Use the EU AI Act Risk Classifier and what you've learned:

  1. Load Support chatbot — what tier, and what's the single obligation?
  2. Now turn on "gates access to jobs, credit…" What tier is it now, and why did one attribute change so much?
  3. Load Govt social scoring. What's the verdict, and what's the penalty exposure?
  4. Load Foundation model (GPAI), then toggle systemic risk. What extra duties appear?
  5. Match each to its job: EU AI Act, NIST AI RMF, ISO 42001 — which is what, which is how-to-manage, which is how-to-run-and-prove?

(1) Limited risk — its only duty is transparency: tell users they're interacting with an AI. (2) It jumps to High-risk: gating jobs/credit is an Annex III use, triggering the full conformity program (risk management, data governance, documentation, human oversight, conformity assessment). Compliance tracks what the AI decides, not whether it's "an AI." (3) Prohibited — banned outright since Feb 2025, with exposure up to €35M or 7% of global turnover. (4) Base GPAI owes documentation, a copyright policy, and a training-data summary; flipping systemic risk adds model evaluations, adversarial/red-team testing, serious-incident reporting, and cybersecurity. (5) EU AI Act = the what (the binding law); NIST AI RMF = the how-to-manage (Govern/Map/Measure/Manage); ISO 42001 = the how-to-run-and-prove (the certifiable management system).

Mental-Model Corrections

  • “There's an 'AI compliance' checklist.” No — obligations are risk-tiered. You classify first; the tier dictates the duty (and a minimal-risk system has none).
  • “The EU AI Act only applies to EU companies.” It's extraterritorial — if your output is used in the EU, you're in scope, wherever you're based.
  • “2027 is far away, relax.” High-risk conformity takes months to build; prohibited & GPAI rules are already in force. The work starts now.
  • “NIST AI RMF and ISO 42001 are alternatives to the Act.” Different jobs: the Act = law (what), RMF = risk process (how-to-manage), 42001 = management system (how-to-run-and-prove).

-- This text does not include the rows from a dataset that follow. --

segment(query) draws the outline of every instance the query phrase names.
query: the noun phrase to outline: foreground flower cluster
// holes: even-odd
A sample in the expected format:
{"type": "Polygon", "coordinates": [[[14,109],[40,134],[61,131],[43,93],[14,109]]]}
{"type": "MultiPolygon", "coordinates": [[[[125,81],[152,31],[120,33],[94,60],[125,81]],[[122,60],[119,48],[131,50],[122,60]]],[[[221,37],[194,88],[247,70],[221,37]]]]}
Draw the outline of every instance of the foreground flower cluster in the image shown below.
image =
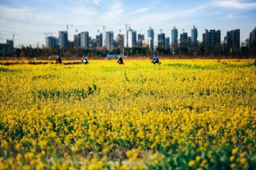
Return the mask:
{"type": "Polygon", "coordinates": [[[253,62],[0,66],[0,169],[253,169],[253,62]]]}

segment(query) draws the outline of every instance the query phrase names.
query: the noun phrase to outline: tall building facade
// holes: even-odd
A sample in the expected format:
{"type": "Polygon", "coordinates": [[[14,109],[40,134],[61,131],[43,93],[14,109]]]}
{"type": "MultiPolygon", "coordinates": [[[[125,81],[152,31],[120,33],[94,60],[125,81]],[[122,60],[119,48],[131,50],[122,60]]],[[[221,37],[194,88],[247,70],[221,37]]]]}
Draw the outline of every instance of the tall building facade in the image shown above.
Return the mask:
{"type": "Polygon", "coordinates": [[[237,52],[240,50],[240,29],[227,32],[227,46],[230,53],[237,52]]]}
{"type": "Polygon", "coordinates": [[[251,49],[256,50],[256,27],[250,32],[249,45],[251,49]]]}
{"type": "Polygon", "coordinates": [[[220,49],[221,42],[220,30],[211,29],[209,31],[205,29],[205,32],[203,33],[203,45],[206,52],[213,52],[220,49]]]}
{"type": "Polygon", "coordinates": [[[180,45],[187,45],[188,44],[188,33],[183,32],[180,35],[180,45]]]}
{"type": "Polygon", "coordinates": [[[89,49],[89,32],[84,31],[81,32],[81,46],[85,49],[89,49]]]}
{"type": "Polygon", "coordinates": [[[130,48],[136,46],[137,44],[137,32],[132,29],[128,31],[128,46],[130,48]]]}
{"type": "Polygon", "coordinates": [[[68,46],[68,32],[59,31],[59,43],[60,48],[65,48],[68,46]]]}
{"type": "Polygon", "coordinates": [[[13,39],[7,39],[6,44],[10,46],[12,51],[13,51],[13,39]]]}
{"type": "Polygon", "coordinates": [[[151,27],[150,27],[148,30],[148,40],[150,41],[148,43],[150,45],[149,47],[150,48],[151,51],[154,52],[154,29],[152,29],[151,27]]]}
{"type": "Polygon", "coordinates": [[[144,41],[145,41],[144,34],[138,34],[137,46],[140,46],[140,47],[142,47],[144,41]]]}
{"type": "Polygon", "coordinates": [[[172,30],[172,45],[178,44],[178,29],[174,26],[172,30]]]}
{"type": "Polygon", "coordinates": [[[117,35],[117,47],[121,48],[124,46],[124,35],[118,34],[117,35]]]}
{"type": "Polygon", "coordinates": [[[161,33],[157,35],[157,40],[158,40],[158,47],[164,48],[165,47],[165,34],[161,33]]]}
{"type": "Polygon", "coordinates": [[[142,41],[144,41],[144,40],[145,40],[144,34],[138,34],[138,41],[142,43],[142,41]]]}
{"type": "Polygon", "coordinates": [[[198,37],[197,28],[195,26],[193,27],[191,29],[191,43],[197,43],[197,37],[198,37]]]}
{"type": "Polygon", "coordinates": [[[59,39],[56,37],[49,36],[45,38],[45,47],[56,47],[59,43],[59,39]]]}
{"type": "Polygon", "coordinates": [[[114,48],[114,32],[113,31],[106,32],[106,47],[109,52],[113,51],[114,48]]]}
{"type": "Polygon", "coordinates": [[[81,34],[74,36],[74,46],[79,47],[81,46],[81,34]]]}
{"type": "Polygon", "coordinates": [[[97,46],[102,47],[102,33],[100,33],[99,35],[96,35],[96,43],[97,46]]]}

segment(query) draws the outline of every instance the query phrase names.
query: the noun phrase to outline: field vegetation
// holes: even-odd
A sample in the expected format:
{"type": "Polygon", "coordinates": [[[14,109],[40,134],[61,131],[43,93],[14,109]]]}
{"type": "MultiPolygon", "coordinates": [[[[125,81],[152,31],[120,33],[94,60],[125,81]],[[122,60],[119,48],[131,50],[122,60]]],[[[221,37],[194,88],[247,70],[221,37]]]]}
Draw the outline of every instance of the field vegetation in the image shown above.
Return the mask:
{"type": "Polygon", "coordinates": [[[255,169],[253,60],[0,65],[0,169],[255,169]]]}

They stack.
  • “Governance is the legal team's problem.” Most of the evidence — inventory, risk register, docs, logs, oversight, incident reports — is produced by engineering.
  • “Compliance is extra work on top of the product.” Largely the same work as good AI engineering (guardrails, monitoring, oversight, docs) — governance makes it mandatory and auditable.
  • “Classify once at launch.” Re-classify on every material change — scope creep silently promotes a system into a higher-risk tier.

Key Takeaways

  • Governance makes responsible AI enforceable: the EU AI Act = the law (what), NIST AI RMF = the risk process (how to manage), ISO/IEC 42001 = the certifiable management system (how to run & prove). They stack.
  • The EU AI Act is risk-tiered & extraterritorial: Unacceptable (banned) · High-risk (full conformity program) · Limited (transparency) · Minimal (none) · GPAI (provider duties). Classify first — the tier dictates the duty; penalties reach €35M / 7%.
  • High-risk = the program you've been building: risk management, data governance, documentation, logging, human oversight, accuracy/robustness/security, conformity assessment — i.e. the guardrails, monitoring (L223), and oversight (L227) made legally required.
  • NIST AI RMF is the vocabulary: Govern · Map · Measure · Manage (a loop), plus the GenAI Profile (12 risk areas, 200+ actions) for what to actually do.
  • The engineer owns the evidence: inventory → classify → risk register → document → oversee → report incidents — good engineering made mandatory and auditable, and the bridge to the artifacts in L237 (Model Cards, Audit & Incident Response).